雪虫  

冬の訪れ、初雪を知らせる雪虫が今札幌でとんでもなく異常発生しています。
4日前の午後3時過ぎ(2023.10.24)に買物に出かけるために自転車に乗ったとたん、顔にプチプチと小さなものが当たります。太陽光線に当たって大量の雪虫が無軌道に飛び舞っているのが見えます。メガネをかけているので目には入らなかったのですが、上着やズボンには雪虫があちこちにくっついています。 2023.10.26
ズボンにぶつかって生地にへばりついている雪虫
毎年10月の温かい日差しの日に発生?出現?します。ところが今年は10月も末、しかも、例年にないこの異常な多さは私にとって今までにない経験です。 テレビ等の報道によると、ここしばらくの暖かさと、9月初めまで続いた熱帯夜など今夏の高温(異常気象)も大きく影響していると話していました。
ちなみに、我家に近い豊平川沿いの山肌がやっと黄葉の見頃を迎えました。30年程前は10月の上旬~中旬だったのです。 これも異常気象の主要因である温暖化の影響でしょう。
2023.10.26

〇 雪虫について
雪虫とは、アブラムシのうち白腺物質を分泌する腺を持つもののことを指すようですが、私のズボンにくっついた虫は腹に白い綿毛を持っていない雪虫?、ただの虫?でした。 何という種類のアブラムシなのでしょうかね? 雪虫で有名なのが※トドノネオオワタムシですが、この時期、お腹に白い綿を持つトドノネオオワタムシ以外に、綿毛を持たないアブラムシも空を舞う?浮遊するのです。 パソコンで「雪虫」を検索すると、ケヤキフシアブラムシやリンゴワタムシの名が出てきました。 もしかして、これらが綿毛を持たな種類かもしれません
※トドノネオオワタムシ;トドノネはトドマツの根の意味
ウィキペディア;トドノネオオワタムシより2015.7.5
ケヤキフシアブラムムシ;ケヤキの葉についている 虫えい(赤い玉のようなもの、虫こぶ)の中にアブラムシの幼虫が生息
※ 雪虫は、野菜や草花などの葉や茎にくっついて植物の養分を吸って生きているあのアブラムシと同じ仲間。
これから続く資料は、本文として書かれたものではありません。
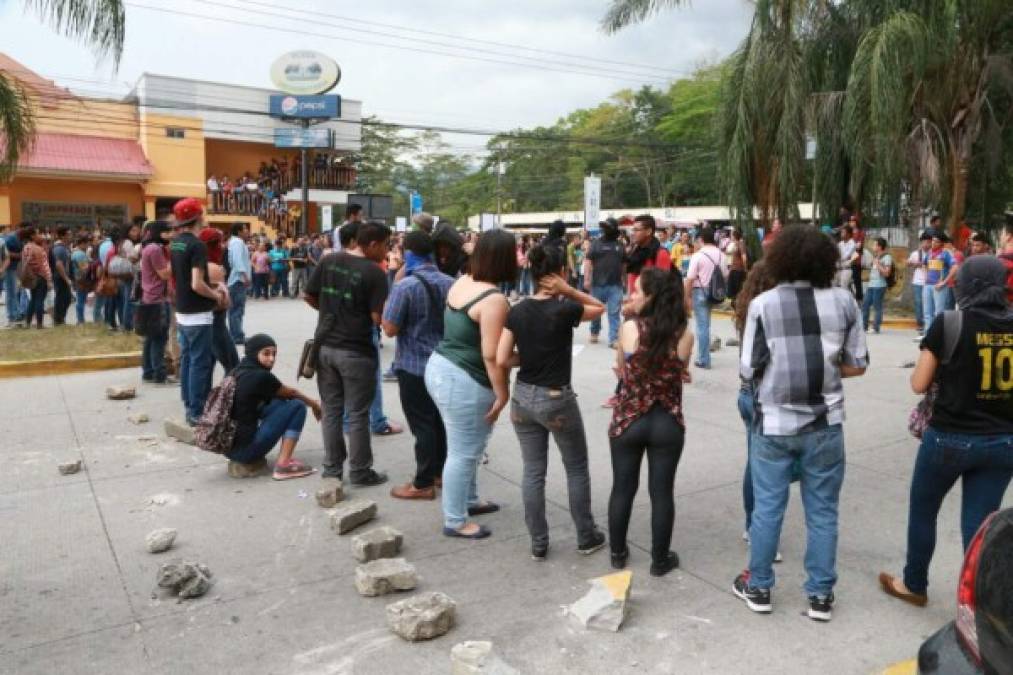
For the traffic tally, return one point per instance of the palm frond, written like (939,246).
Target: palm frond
(100,23)
(17,126)
(626,12)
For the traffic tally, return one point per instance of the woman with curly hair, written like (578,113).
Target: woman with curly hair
(654,349)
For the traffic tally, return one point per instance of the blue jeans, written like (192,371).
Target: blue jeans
(279,419)
(15,311)
(81,301)
(197,363)
(985,465)
(823,463)
(153,353)
(463,403)
(873,300)
(935,302)
(612,296)
(237,310)
(917,291)
(126,305)
(701,312)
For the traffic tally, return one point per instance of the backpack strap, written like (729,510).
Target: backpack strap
(952,326)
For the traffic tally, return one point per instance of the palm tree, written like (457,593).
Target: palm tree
(898,94)
(100,23)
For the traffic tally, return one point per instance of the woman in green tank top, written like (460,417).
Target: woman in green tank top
(465,382)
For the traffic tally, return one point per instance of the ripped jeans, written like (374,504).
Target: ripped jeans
(537,411)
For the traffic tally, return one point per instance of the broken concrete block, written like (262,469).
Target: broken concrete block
(185,580)
(377,543)
(179,430)
(422,616)
(349,515)
(331,493)
(385,576)
(476,658)
(160,540)
(120,392)
(605,606)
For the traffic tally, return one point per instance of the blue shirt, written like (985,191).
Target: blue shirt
(239,260)
(419,323)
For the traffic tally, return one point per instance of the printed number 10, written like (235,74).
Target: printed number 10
(1002,360)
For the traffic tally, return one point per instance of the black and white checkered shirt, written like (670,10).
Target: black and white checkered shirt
(796,338)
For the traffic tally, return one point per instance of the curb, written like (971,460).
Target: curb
(66,365)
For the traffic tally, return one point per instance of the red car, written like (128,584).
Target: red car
(980,640)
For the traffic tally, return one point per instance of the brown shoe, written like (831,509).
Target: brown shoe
(889,584)
(409,492)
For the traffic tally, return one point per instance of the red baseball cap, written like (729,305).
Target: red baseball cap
(187,211)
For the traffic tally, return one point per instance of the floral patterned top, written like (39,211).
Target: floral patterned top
(645,384)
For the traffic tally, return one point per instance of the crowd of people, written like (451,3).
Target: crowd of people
(466,311)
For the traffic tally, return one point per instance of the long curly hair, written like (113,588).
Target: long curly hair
(664,314)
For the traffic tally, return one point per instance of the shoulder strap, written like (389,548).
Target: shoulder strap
(952,325)
(478,298)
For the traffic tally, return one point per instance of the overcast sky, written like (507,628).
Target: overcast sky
(398,84)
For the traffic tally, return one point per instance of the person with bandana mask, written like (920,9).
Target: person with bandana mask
(266,411)
(970,433)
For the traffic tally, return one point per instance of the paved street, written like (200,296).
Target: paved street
(76,582)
トドノネオオワタムシなどの雪虫の特徴は、季節により生活場所を変えることです。 トドネノオオワタムシは、ヤチダモやハシドイなどのモクセイ科の樹木とトドマツを、ケヤキフシアブラムシは、ケヤキとタケやササ類を交互に移動するようです。

雪虫で最も知られているトドノネオオワタムシの生活史(1年)は以下のようです。

① 春;ヤチダモなどのモクセイ科の幹や根で越冬した卵からメスの幼虫が孵化(ふか)し、新芽の葉裏に寄生
②春; 新芽に寄生したアブラムシの幼虫は5月中~下旬頃?に大型の羽のない成虫(幹母)になる
③夏;幹母は単為生殖(交尾をしないで雌単独)で多数(すべて)のメスの幼虫を生む
④夏; 幹母から生まれたメス幼虫は、幹母がつくる虫こぶ(葉にできる)のなかで成長し、すべて羽のある成虫になる
⑤夏;この成虫はヤチダモからトドマツに移動
⑥夏;トドマツに移動してきた羽のあるアブラムシの成虫は、トドマツの根元や地中の根に寄生、そこで数世代を経過し、単為生殖で増殖する
⑦秋;単為生殖で生まれたメス幼虫は、羽のある成虫になる
⑧ 秋;羽のあるメス成虫は、トドマツの地際から現れて、再び飛び立ってヤチダモに移動
⑨ 秋;そこで(ヤチダモ)、単為生殖により有性虫(オスとメス)が生まれる
⑩ 秋;有性虫は交尾して、樹皮の割れ目や冬芽などに産卵後息絶える

トドネノオオワタムシは、人間など動物では考えられない変節?を経て1年を終えるのですが、「それでは何故、トドノネオオワタムシは冬が間近に迫る秋口に集団で空中を舞うのでしょうか?
上述の⑩に「有性虫は交尾して、樹皮の割れ目などに産卵して息絶える」とありますが、彼らは種の保存のため、交尾をするために空中に舞い上がって出会いを求めるのです。